From its founding in 1996 through the 2000s, the original Burst was a production provider for the underground dance music scene, so when Cuingan got his start, he was primarily working raves in abandoned buildings located in and around Detroit. While that sounds like a recipe for some “sketchy” situations, it actually proved quite instructive.

“There was the 24-box (EAW) KF850 rig having to go up three flights of stairs, as well as dealing with bad power, but I was never involved in a police raid or anything like that,” he says. “Still, it was eye opening; going from never doing that before to standing in front of a system that’s the loudest thing you’ve ever heard with 1,000 people on hand, so you learn the ropes.”

Falling Upward
Born and raised roughly 30 minutes outside of downtown Detroit on an island in the Detroit River called Gros Ile, Ciungan has been hanging out in the city since his early teens. “So I basically got my troubled youth days out of the way pretty early on and now I’m able to focus on running a company,” he notes, adding that his work with audio came about as much by circumstance as anything else: “I just kind of fell into it, liked it and it progressed from there.”

Ciungan with some of the company’s inventory in the shop in Romulus, MI.

By his senior year of high school, he was working at Burst full time. “It’s funny. I was actually answering client phone calls in the middle of math class. Then after high school, I moved downtown and got real busy.”

In addition to running Burst, Johnson was also serving as the theatre manager at the high school, which is where the connection of the two was made. And even though he was handling sound and lighting for plays and other events at the school, Cuingan still wasn’t sure what he wanted to do with the rest of his life.

“It wasn’t like I went to shows and said, ‘I want to do this forever.’ I wouldn’t be here without Brian,” he expounds. “If I’d never met him I wouldn’t know anything about pro sound and lighting, or even have had an introduction to it.”
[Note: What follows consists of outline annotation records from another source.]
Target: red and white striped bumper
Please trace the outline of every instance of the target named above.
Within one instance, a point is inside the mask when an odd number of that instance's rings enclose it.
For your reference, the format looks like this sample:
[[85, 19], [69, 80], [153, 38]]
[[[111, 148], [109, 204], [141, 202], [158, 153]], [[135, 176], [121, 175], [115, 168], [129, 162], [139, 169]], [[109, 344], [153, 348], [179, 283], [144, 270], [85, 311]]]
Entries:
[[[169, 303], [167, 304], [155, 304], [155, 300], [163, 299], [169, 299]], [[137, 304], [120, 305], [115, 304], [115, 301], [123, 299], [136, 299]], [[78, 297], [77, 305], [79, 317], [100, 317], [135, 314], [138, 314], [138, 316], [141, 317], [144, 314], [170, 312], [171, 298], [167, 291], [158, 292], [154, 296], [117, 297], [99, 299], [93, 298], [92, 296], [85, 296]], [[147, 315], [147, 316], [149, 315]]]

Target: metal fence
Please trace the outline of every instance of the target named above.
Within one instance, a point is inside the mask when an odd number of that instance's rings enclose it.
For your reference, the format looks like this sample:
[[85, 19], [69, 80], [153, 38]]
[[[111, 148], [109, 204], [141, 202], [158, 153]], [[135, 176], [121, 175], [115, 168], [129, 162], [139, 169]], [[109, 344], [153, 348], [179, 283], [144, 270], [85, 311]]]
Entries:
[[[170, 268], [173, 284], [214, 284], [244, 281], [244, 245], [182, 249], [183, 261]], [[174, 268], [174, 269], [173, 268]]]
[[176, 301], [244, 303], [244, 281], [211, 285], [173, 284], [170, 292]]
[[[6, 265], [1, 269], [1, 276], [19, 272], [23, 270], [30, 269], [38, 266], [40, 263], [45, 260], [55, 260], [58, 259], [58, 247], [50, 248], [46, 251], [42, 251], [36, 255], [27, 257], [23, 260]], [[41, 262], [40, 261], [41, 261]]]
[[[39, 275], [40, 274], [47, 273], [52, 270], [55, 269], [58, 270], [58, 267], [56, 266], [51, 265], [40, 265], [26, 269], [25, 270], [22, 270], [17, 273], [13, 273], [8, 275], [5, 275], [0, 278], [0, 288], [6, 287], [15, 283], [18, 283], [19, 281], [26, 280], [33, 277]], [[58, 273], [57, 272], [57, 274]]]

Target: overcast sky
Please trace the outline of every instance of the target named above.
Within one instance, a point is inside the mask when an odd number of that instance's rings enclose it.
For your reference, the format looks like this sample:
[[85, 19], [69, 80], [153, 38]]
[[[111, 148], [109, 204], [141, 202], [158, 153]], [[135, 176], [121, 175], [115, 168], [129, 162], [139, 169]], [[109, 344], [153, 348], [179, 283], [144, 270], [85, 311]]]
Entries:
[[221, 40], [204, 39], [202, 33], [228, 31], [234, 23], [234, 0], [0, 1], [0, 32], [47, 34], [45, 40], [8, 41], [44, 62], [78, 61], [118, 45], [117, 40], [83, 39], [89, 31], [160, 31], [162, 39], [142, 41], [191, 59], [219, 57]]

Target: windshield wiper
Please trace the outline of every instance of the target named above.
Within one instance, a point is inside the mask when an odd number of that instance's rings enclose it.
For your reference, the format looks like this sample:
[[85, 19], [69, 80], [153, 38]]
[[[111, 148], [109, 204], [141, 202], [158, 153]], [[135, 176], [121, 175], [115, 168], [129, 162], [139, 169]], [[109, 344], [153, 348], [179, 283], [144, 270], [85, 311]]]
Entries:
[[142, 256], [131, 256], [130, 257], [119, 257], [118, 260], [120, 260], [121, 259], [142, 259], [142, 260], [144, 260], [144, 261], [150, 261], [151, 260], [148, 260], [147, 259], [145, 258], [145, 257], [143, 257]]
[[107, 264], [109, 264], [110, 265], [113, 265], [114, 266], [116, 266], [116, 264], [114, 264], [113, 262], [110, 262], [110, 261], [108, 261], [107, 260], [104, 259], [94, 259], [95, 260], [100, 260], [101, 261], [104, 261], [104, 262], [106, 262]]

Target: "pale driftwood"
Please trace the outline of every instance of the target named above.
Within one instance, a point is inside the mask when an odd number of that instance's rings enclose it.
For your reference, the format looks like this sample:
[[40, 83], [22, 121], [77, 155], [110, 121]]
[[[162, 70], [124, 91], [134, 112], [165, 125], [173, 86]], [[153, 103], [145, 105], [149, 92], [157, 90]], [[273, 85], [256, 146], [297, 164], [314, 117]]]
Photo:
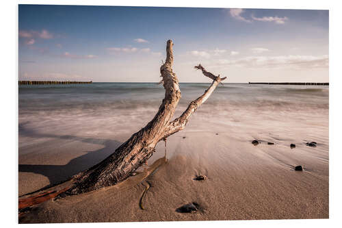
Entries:
[[170, 121], [181, 99], [178, 79], [172, 68], [174, 58], [172, 46], [172, 41], [168, 40], [166, 60], [160, 68], [165, 97], [153, 119], [103, 161], [73, 177], [67, 193], [77, 194], [96, 190], [127, 179], [152, 156], [158, 142], [166, 140], [167, 137], [184, 129], [191, 115], [209, 97], [219, 83], [226, 78], [221, 79], [220, 76], [213, 75], [200, 64], [197, 66], [200, 66], [198, 68], [205, 75], [212, 79], [213, 83], [202, 96], [190, 103], [181, 116]]

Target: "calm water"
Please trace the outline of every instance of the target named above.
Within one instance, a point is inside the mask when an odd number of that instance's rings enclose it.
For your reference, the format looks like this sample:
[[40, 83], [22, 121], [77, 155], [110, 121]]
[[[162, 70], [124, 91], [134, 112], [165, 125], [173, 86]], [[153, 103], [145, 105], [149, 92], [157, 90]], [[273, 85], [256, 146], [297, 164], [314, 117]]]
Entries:
[[[176, 115], [209, 85], [181, 84]], [[29, 142], [33, 132], [107, 138], [131, 134], [152, 119], [165, 92], [153, 83], [21, 86], [18, 91], [19, 147]], [[328, 86], [225, 84], [198, 109], [189, 129], [207, 128], [200, 125], [203, 121], [240, 134], [311, 127], [327, 141], [328, 96]]]

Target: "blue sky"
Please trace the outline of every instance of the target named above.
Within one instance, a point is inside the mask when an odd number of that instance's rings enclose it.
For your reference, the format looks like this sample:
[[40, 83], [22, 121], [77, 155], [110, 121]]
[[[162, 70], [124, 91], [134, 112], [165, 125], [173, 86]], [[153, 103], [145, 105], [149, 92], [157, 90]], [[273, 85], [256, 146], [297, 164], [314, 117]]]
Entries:
[[20, 5], [19, 79], [328, 81], [328, 10]]

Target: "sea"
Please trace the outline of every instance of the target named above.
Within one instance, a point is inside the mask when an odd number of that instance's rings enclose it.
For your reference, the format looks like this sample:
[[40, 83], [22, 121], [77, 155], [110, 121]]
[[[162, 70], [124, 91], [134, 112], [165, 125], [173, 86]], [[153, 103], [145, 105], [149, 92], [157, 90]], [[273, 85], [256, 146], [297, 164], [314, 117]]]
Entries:
[[[209, 86], [181, 83], [174, 118]], [[19, 154], [25, 153], [25, 146], [51, 135], [124, 136], [120, 140], [124, 141], [152, 120], [164, 94], [156, 83], [19, 86]], [[295, 140], [301, 136], [302, 140], [328, 144], [328, 86], [226, 83], [199, 107], [186, 129], [229, 132], [246, 140], [270, 134], [279, 140]]]

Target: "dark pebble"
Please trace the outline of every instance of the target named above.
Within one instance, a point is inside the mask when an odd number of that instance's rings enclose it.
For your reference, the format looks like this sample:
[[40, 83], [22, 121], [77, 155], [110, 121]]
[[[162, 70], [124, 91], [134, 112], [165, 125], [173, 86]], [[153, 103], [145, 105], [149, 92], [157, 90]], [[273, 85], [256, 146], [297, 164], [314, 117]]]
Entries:
[[190, 203], [176, 209], [176, 212], [179, 213], [195, 213], [196, 212], [197, 212], [198, 207], [198, 203]]
[[302, 166], [297, 166], [295, 167], [295, 170], [296, 171], [302, 171], [303, 167]]
[[316, 142], [306, 142], [306, 146], [310, 147], [316, 147], [317, 144]]
[[206, 180], [207, 179], [207, 176], [206, 175], [198, 175], [198, 176], [196, 176], [195, 178], [194, 178], [194, 179], [195, 181], [204, 181], [204, 180]]

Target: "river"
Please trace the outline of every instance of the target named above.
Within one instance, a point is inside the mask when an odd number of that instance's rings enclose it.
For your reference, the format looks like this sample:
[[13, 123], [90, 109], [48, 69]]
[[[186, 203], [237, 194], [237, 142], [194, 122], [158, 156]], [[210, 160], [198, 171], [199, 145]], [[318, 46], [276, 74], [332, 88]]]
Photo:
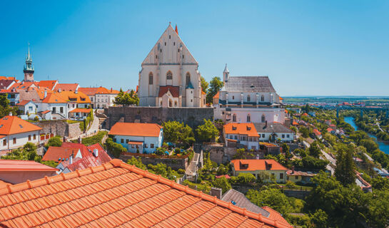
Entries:
[[[345, 122], [347, 123], [349, 123], [353, 128], [354, 128], [355, 130], [360, 130], [355, 125], [353, 117], [351, 117], [351, 116], [345, 117]], [[389, 154], [389, 143], [379, 141], [377, 140], [377, 137], [375, 135], [372, 135], [368, 132], [366, 132], [366, 133], [368, 133], [368, 135], [369, 135], [370, 137], [373, 138], [374, 140], [378, 144], [378, 147], [380, 147], [380, 150], [383, 151], [385, 154]]]

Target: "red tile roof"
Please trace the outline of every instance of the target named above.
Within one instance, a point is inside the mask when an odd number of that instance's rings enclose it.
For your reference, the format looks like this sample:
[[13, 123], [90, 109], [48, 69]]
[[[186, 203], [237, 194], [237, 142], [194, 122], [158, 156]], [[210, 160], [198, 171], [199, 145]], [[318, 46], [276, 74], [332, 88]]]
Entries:
[[17, 116], [6, 115], [0, 119], [0, 135], [9, 135], [39, 130], [42, 128], [23, 120]]
[[34, 161], [0, 160], [0, 171], [56, 171], [58, 169]]
[[108, 135], [158, 137], [161, 128], [156, 123], [118, 122], [112, 126]]
[[226, 134], [247, 135], [251, 137], [259, 137], [256, 126], [253, 123], [230, 123], [224, 125]]
[[0, 189], [8, 227], [292, 227], [113, 160]]
[[180, 96], [180, 88], [178, 86], [160, 86], [158, 96], [161, 98], [165, 93], [168, 93], [168, 90], [170, 91], [173, 98], [178, 98]]
[[[231, 160], [236, 171], [255, 171], [255, 170], [288, 170], [287, 168], [283, 167], [281, 164], [271, 159], [246, 159], [246, 160]], [[247, 168], [241, 169], [241, 164], [247, 164], [248, 167]], [[266, 169], [266, 163], [271, 164], [270, 169]]]
[[49, 147], [42, 157], [42, 161], [61, 162], [67, 160], [71, 154], [76, 156], [78, 152], [78, 148]]

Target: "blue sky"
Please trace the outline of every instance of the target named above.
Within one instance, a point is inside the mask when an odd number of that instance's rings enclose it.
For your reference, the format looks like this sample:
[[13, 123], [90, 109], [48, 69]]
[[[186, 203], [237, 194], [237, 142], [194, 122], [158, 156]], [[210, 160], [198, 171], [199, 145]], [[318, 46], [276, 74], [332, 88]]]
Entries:
[[269, 76], [288, 95], [389, 95], [388, 1], [1, 1], [0, 75], [135, 88], [171, 21], [209, 81]]

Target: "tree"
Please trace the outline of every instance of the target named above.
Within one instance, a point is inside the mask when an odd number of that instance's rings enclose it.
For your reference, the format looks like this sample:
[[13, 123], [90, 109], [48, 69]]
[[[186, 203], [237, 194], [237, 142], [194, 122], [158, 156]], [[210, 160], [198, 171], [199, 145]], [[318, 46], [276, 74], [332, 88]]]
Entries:
[[318, 145], [318, 142], [316, 141], [314, 141], [310, 144], [308, 151], [310, 156], [316, 158], [319, 157], [319, 155], [321, 155], [320, 148]]
[[195, 142], [192, 128], [178, 121], [167, 121], [162, 124], [163, 139], [172, 143], [182, 143], [190, 145]]
[[201, 89], [203, 90], [203, 91], [204, 91], [204, 93], [206, 93], [209, 83], [206, 81], [206, 78], [204, 78], [203, 76], [201, 76], [201, 78], [200, 78], [201, 80]]
[[113, 103], [115, 105], [121, 105], [123, 106], [138, 105], [139, 98], [133, 90], [131, 90], [130, 93], [124, 93], [121, 88], [119, 93], [115, 98]]
[[203, 120], [204, 124], [197, 127], [197, 136], [201, 141], [210, 142], [218, 135], [219, 131], [210, 120]]
[[223, 87], [223, 81], [221, 81], [219, 77], [213, 77], [209, 84], [210, 87], [206, 95], [207, 103], [211, 103], [213, 102], [213, 96], [216, 95]]
[[215, 179], [215, 180], [212, 182], [212, 185], [215, 187], [221, 188], [222, 194], [226, 193], [226, 192], [231, 189], [231, 185], [224, 177]]
[[246, 151], [245, 148], [241, 148], [236, 150], [236, 153], [233, 155], [233, 159], [248, 159], [253, 157], [254, 155], [252, 153]]

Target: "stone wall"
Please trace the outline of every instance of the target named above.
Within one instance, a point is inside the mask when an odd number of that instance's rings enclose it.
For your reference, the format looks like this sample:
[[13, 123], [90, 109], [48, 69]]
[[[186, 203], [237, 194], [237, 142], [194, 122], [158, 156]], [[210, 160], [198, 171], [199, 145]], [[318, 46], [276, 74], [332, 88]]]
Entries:
[[176, 120], [196, 128], [203, 124], [203, 119], [213, 119], [213, 108], [109, 107], [104, 109], [104, 114], [108, 116], [108, 129], [111, 129], [116, 122], [162, 124], [168, 120]]
[[119, 159], [122, 160], [124, 162], [127, 162], [128, 159], [131, 159], [132, 157], [135, 157], [137, 159], [141, 157], [142, 163], [147, 165], [148, 164], [152, 164], [153, 165], [157, 165], [158, 163], [163, 163], [167, 166], [170, 166], [173, 170], [183, 169], [186, 170], [188, 167], [188, 157], [186, 158], [169, 158], [169, 157], [143, 157], [143, 156], [133, 156], [128, 155], [121, 155], [119, 157]]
Ciungan’s education in production was completely hands on. “I was just thrown to the wolves,” he says, laughing. “Brian and Larry Palmer – who owned another sound company around here, LCP Audio – were good friends. I started working with Larry part time as well, and between him and Brian it was pretty much, ‘Here’s a mixing console. There’s the band. Make it happen.’ From there, through trial and error, I figured it out and went from surviving to it becoming more of an artistic pursuit.”

He continued learning the ropes, growing into a day-to-day role as Johnson’s health ultimately took a turn for the worse. “Brian had been doing this for 15 years, and after a 10-year battle with cancer he was ready to close the book on the whole thing, but I asked him to give me a shot to see what I could do.”

Burst served its first festival in the summer of 2011, the year Ciungan graduated high school. “I was actually advancing the festival through my finals,” he notes. By age 21, he acquired the company after negotiating an asset purchase agreement with Johnson’s family.

“Brian had been sick for a long time and the plan was for me to take over, but things happened quicker than we’d all hoped. He passed away in January 2013, and his family had no interest in the entertainment industry, so I bought Burst’s assets and contracts and started my own company, Burst Sound and Lighting LLC, later that year.”